Just published the preliminary tool #pdf4anki on #codeberg
https://codeberg.org/barefootstache/pdf4anki
It mainly describes how to do it and is a semi-automation tool to get PDFs into #anki.
In the current version one will still need to modify the pattern constant in the clean-html.js file to align with the PDF in use.
As neat as #jquery or #cheerio is, I miss the abilities of #VanillaJavaScript in the browser.
I don't remember how many times I tried to grab certain properties, which would have been available in the browser, but don't exist in cheerio.
And it is a bit annoying to constantly put various html elements into the cheerio wrapper class to get access to the various functionalities it offers. Thus instead grabbed the minimal viable data and just worked further with arrays.

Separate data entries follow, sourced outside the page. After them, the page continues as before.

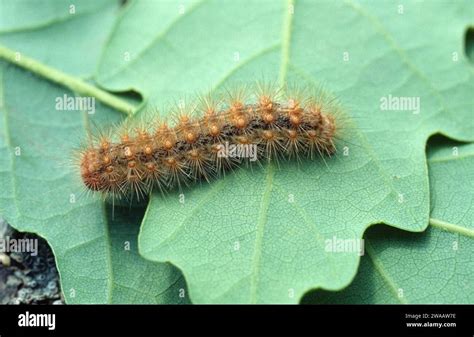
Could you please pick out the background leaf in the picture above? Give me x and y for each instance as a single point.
(96, 256)
(53, 32)
(388, 50)
(436, 266)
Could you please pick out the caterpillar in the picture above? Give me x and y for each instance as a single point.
(257, 123)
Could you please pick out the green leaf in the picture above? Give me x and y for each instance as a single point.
(436, 266)
(97, 257)
(65, 35)
(242, 239)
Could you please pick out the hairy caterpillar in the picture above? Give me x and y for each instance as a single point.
(208, 138)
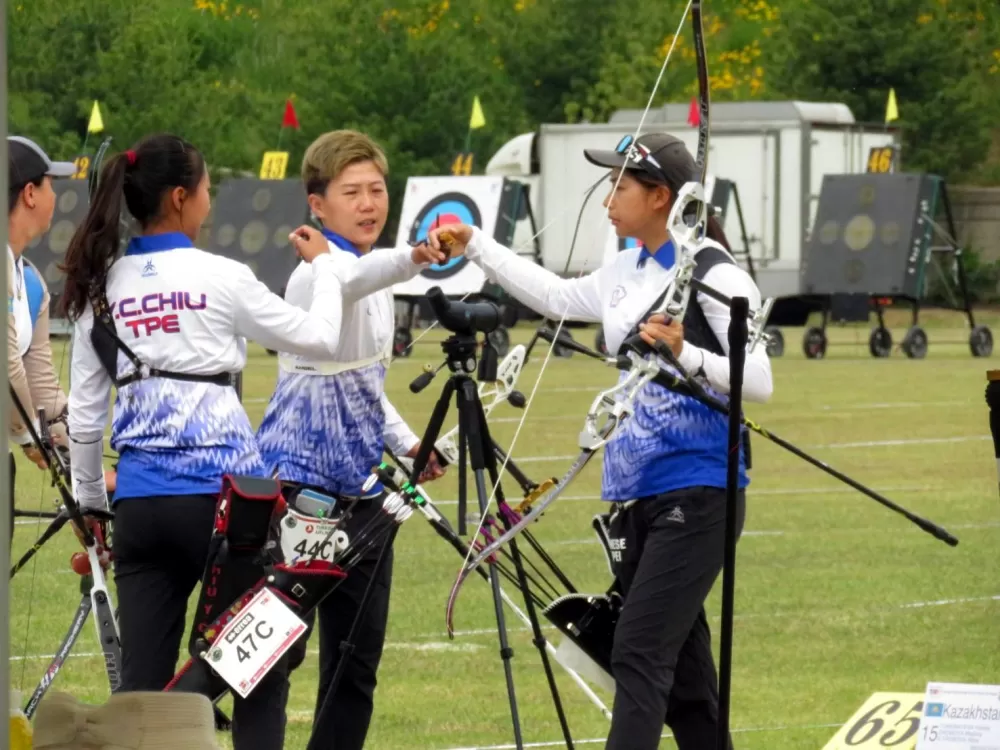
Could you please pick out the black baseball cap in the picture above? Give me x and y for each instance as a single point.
(660, 157)
(27, 162)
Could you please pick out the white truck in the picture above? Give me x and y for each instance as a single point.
(766, 165)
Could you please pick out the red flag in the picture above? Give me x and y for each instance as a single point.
(693, 114)
(289, 120)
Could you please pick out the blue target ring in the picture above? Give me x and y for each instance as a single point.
(446, 208)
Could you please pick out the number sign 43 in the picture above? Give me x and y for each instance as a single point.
(885, 720)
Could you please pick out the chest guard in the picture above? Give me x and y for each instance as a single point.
(697, 330)
(107, 344)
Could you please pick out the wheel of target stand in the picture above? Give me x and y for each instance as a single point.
(915, 343)
(599, 343)
(776, 345)
(500, 338)
(814, 343)
(981, 341)
(562, 351)
(401, 342)
(880, 342)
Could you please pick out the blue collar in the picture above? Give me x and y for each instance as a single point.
(664, 255)
(156, 243)
(342, 242)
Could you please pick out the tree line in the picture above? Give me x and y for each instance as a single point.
(219, 72)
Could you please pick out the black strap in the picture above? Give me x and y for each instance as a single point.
(108, 344)
(704, 261)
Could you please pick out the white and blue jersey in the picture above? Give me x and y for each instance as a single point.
(183, 310)
(672, 441)
(329, 421)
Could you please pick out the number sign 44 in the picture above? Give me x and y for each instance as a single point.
(884, 720)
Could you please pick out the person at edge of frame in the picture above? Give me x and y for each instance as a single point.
(179, 430)
(665, 470)
(31, 202)
(329, 421)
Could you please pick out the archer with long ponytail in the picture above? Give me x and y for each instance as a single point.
(167, 324)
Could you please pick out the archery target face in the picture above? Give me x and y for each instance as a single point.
(435, 201)
(449, 208)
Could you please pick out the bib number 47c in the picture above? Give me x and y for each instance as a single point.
(253, 641)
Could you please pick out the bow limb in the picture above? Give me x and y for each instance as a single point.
(609, 411)
(555, 337)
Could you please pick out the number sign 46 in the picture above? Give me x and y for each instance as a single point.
(885, 720)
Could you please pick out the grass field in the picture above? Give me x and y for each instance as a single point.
(837, 597)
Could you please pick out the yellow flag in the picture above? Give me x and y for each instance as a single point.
(477, 120)
(891, 110)
(96, 124)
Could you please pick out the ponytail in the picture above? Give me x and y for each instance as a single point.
(95, 242)
(137, 180)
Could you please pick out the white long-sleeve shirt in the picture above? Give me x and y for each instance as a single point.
(329, 421)
(672, 441)
(183, 310)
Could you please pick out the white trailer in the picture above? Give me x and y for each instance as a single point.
(776, 153)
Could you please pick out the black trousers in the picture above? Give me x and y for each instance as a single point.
(344, 724)
(671, 555)
(161, 547)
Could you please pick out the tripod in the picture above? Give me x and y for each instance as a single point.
(474, 437)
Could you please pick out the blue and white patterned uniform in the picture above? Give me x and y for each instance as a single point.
(672, 441)
(181, 309)
(328, 421)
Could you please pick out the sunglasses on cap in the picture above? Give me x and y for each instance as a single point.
(637, 154)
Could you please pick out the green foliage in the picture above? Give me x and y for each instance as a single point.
(219, 72)
(935, 54)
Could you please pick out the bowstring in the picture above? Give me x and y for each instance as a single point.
(38, 521)
(532, 238)
(555, 337)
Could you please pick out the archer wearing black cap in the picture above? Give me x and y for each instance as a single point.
(665, 466)
(30, 204)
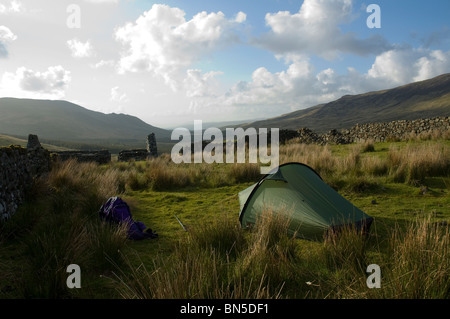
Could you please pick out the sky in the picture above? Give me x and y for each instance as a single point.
(172, 62)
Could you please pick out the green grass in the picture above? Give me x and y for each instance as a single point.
(215, 258)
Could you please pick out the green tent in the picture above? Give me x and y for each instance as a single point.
(312, 205)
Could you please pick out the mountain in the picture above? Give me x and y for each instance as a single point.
(54, 120)
(424, 99)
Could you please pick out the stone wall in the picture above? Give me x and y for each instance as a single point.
(136, 155)
(140, 154)
(379, 132)
(18, 167)
(100, 157)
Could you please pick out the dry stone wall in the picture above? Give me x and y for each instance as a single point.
(100, 157)
(18, 167)
(379, 132)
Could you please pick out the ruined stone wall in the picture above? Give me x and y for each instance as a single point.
(100, 157)
(18, 167)
(135, 155)
(379, 132)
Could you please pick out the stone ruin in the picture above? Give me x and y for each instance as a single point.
(18, 168)
(101, 157)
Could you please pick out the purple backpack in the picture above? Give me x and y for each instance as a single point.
(117, 211)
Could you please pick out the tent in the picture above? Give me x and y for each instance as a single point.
(312, 206)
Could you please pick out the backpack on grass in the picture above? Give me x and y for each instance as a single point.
(117, 211)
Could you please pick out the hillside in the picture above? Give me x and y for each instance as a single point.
(424, 99)
(6, 140)
(65, 121)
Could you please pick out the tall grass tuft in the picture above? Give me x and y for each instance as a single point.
(419, 262)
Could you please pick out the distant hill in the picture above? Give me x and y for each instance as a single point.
(424, 99)
(6, 140)
(64, 121)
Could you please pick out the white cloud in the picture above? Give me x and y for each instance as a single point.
(118, 96)
(13, 6)
(26, 83)
(401, 66)
(103, 63)
(199, 85)
(6, 37)
(315, 29)
(161, 41)
(80, 49)
(102, 1)
(300, 85)
(240, 17)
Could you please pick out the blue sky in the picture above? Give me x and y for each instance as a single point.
(173, 62)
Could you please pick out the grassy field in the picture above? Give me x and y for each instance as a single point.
(405, 186)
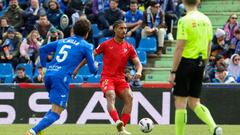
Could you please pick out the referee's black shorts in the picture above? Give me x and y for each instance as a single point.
(189, 78)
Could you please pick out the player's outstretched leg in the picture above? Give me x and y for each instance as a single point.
(50, 117)
(126, 96)
(180, 121)
(203, 114)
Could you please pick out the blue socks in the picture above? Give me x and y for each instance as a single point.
(49, 118)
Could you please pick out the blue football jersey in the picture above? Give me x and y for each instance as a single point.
(69, 52)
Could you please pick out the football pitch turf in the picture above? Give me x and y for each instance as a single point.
(107, 129)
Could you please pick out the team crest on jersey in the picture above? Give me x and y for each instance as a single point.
(105, 82)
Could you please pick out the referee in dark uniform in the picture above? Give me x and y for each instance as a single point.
(194, 37)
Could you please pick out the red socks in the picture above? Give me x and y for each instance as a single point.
(125, 118)
(114, 115)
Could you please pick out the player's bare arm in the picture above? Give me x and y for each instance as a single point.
(138, 67)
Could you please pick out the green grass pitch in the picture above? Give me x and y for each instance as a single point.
(107, 129)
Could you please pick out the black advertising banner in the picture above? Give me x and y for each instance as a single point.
(28, 104)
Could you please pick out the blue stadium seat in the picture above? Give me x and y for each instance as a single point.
(9, 79)
(142, 56)
(131, 40)
(148, 44)
(77, 79)
(6, 72)
(103, 39)
(94, 79)
(28, 69)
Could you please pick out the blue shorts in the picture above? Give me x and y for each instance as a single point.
(58, 89)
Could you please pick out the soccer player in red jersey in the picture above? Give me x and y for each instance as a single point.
(116, 53)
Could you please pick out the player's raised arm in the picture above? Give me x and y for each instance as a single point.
(44, 50)
(138, 67)
(90, 61)
(82, 63)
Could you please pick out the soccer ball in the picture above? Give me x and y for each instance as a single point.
(146, 125)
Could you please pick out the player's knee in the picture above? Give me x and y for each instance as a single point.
(192, 104)
(110, 96)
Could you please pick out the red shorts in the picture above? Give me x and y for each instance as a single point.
(116, 84)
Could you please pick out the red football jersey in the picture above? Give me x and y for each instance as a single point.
(115, 57)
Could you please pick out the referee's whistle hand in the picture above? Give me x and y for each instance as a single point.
(171, 79)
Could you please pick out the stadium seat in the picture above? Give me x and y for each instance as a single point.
(28, 69)
(131, 40)
(157, 78)
(142, 56)
(84, 71)
(6, 72)
(94, 79)
(163, 64)
(77, 79)
(103, 39)
(100, 66)
(170, 50)
(148, 44)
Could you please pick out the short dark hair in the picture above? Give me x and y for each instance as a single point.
(82, 27)
(152, 3)
(116, 23)
(191, 2)
(20, 68)
(114, 1)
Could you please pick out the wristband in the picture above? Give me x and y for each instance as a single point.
(173, 72)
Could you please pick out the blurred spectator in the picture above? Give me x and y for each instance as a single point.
(3, 26)
(133, 19)
(31, 15)
(234, 67)
(54, 13)
(39, 78)
(222, 75)
(64, 26)
(29, 48)
(219, 45)
(54, 34)
(180, 9)
(235, 43)
(23, 4)
(211, 67)
(111, 14)
(10, 48)
(129, 76)
(169, 8)
(15, 15)
(154, 24)
(21, 76)
(99, 6)
(231, 26)
(43, 26)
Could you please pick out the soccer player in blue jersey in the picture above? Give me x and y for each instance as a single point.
(69, 53)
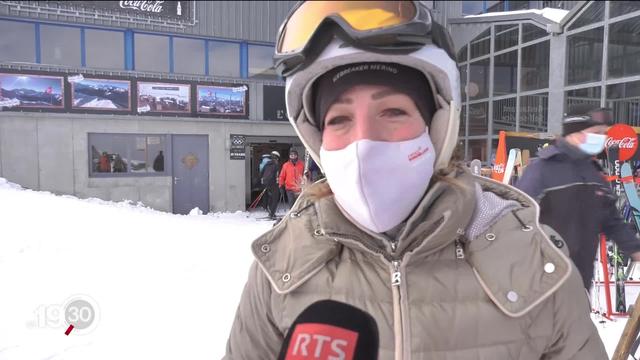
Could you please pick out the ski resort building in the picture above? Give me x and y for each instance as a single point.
(524, 63)
(172, 103)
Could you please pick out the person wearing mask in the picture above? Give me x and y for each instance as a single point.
(158, 162)
(291, 177)
(269, 179)
(575, 200)
(450, 265)
(105, 163)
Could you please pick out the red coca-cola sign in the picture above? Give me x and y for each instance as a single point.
(625, 138)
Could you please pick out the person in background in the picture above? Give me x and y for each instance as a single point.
(158, 162)
(290, 178)
(105, 164)
(575, 200)
(450, 265)
(119, 165)
(269, 178)
(313, 172)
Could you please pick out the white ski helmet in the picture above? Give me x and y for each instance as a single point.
(433, 61)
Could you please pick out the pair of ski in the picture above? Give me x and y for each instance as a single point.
(629, 341)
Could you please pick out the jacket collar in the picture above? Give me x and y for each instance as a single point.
(431, 224)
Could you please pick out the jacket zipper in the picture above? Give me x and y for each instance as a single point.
(396, 281)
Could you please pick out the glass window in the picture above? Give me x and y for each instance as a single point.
(472, 7)
(104, 49)
(462, 54)
(20, 46)
(499, 6)
(478, 122)
(463, 122)
(505, 73)
(535, 67)
(559, 4)
(624, 48)
(261, 62)
(624, 100)
(60, 45)
(518, 5)
(481, 45)
(504, 115)
(478, 87)
(584, 56)
(582, 96)
(506, 36)
(531, 32)
(533, 112)
(127, 154)
(463, 82)
(224, 59)
(617, 8)
(151, 52)
(188, 56)
(592, 14)
(478, 150)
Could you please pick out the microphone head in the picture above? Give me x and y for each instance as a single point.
(328, 330)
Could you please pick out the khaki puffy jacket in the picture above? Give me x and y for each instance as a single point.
(514, 295)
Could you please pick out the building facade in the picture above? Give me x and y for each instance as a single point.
(172, 103)
(525, 65)
(167, 103)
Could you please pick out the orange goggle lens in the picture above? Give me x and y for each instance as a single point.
(360, 15)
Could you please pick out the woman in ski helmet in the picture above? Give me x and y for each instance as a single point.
(451, 266)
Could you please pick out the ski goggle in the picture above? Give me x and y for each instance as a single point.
(383, 26)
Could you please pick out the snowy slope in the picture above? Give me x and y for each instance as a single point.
(164, 286)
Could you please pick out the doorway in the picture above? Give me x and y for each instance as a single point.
(190, 158)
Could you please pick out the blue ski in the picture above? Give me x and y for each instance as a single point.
(626, 177)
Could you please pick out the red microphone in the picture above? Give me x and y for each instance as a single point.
(331, 330)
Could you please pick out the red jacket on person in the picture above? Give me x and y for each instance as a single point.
(291, 176)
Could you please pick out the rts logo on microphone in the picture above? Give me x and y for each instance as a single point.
(321, 341)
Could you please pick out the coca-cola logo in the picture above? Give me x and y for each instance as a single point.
(625, 138)
(624, 143)
(147, 6)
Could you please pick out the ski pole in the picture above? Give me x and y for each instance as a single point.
(629, 333)
(257, 200)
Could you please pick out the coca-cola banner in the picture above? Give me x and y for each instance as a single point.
(625, 138)
(176, 10)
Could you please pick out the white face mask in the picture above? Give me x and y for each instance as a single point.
(593, 143)
(379, 183)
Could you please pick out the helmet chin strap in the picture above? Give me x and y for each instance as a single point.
(444, 131)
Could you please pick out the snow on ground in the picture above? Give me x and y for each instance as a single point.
(555, 15)
(162, 286)
(165, 286)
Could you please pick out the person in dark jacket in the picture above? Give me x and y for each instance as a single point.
(119, 165)
(269, 178)
(158, 162)
(575, 200)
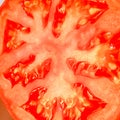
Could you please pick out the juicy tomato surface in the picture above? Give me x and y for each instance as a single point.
(60, 59)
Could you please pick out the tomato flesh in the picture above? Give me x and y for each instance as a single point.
(56, 54)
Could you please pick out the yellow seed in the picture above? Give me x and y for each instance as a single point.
(112, 66)
(83, 21)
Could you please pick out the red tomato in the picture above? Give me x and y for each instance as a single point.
(59, 60)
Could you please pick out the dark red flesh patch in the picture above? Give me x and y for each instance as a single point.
(17, 74)
(10, 35)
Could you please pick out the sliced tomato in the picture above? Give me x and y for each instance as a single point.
(59, 60)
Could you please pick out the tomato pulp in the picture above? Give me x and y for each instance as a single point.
(59, 59)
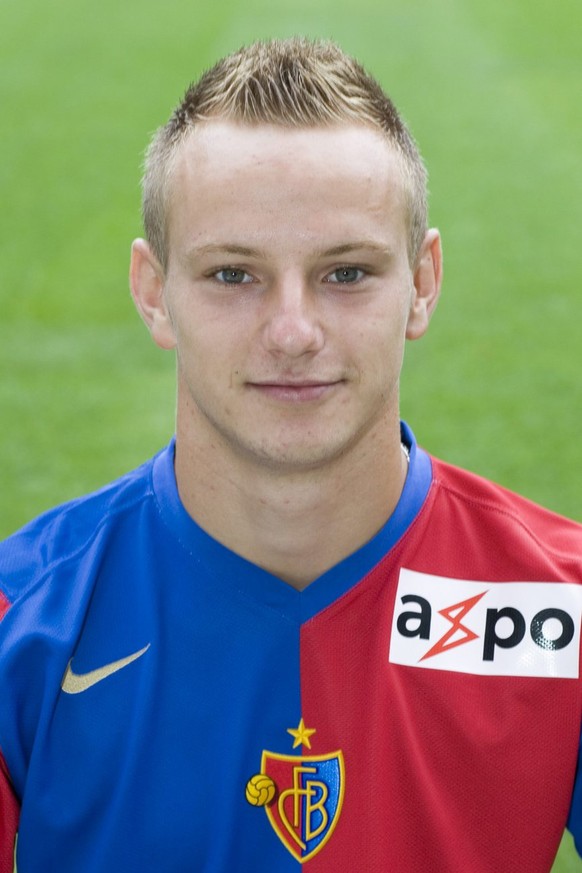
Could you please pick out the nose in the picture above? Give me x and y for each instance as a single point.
(293, 325)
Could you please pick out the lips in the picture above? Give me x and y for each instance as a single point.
(294, 391)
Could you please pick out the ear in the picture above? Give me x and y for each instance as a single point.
(428, 276)
(146, 280)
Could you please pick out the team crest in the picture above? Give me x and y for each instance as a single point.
(302, 795)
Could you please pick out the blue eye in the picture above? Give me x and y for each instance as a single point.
(345, 276)
(232, 276)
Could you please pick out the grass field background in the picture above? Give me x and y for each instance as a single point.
(492, 93)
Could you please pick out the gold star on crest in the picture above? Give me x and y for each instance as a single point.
(301, 735)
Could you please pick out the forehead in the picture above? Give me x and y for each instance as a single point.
(265, 179)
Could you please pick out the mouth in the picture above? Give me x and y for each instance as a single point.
(295, 392)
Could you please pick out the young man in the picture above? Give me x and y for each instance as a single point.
(292, 638)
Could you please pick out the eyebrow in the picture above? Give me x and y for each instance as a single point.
(248, 252)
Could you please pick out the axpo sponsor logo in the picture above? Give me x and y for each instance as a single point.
(487, 628)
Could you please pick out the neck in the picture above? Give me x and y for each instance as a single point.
(298, 524)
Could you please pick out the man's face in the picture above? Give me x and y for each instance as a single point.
(288, 291)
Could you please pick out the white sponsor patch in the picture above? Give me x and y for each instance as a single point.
(487, 628)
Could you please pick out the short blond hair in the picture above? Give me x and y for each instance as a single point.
(291, 83)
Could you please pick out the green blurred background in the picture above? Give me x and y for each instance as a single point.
(491, 92)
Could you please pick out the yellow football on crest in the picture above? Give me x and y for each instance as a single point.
(260, 790)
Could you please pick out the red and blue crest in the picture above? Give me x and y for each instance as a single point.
(308, 799)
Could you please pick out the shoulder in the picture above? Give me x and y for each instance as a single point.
(502, 513)
(66, 534)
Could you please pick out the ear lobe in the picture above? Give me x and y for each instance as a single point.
(146, 280)
(427, 285)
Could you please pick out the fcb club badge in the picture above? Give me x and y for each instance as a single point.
(301, 794)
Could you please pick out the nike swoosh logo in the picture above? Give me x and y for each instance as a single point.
(75, 683)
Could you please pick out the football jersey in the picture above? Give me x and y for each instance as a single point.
(169, 706)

The most fun I had was dealing with a a pre-existing reference as in
```
const page = { foo: 0, bar: 0};
const pageList = [];
if (someNumber > 4) {
for (let ii = 0; ii < someNumber; ii++ ) {
page.foo = ii * ii;
page.bar = ii + ii;
pageList.push(page);
}
return;
}
pageList.push(page);
```
When console logging within the for-loop everything worked as expected, but if one saved the `JSON.stringify(pageList)` then each item that was created in the for-loop equated to the last item created.
The solution is to create a `structureClone(page)` within the for-loop and reference it over `page`.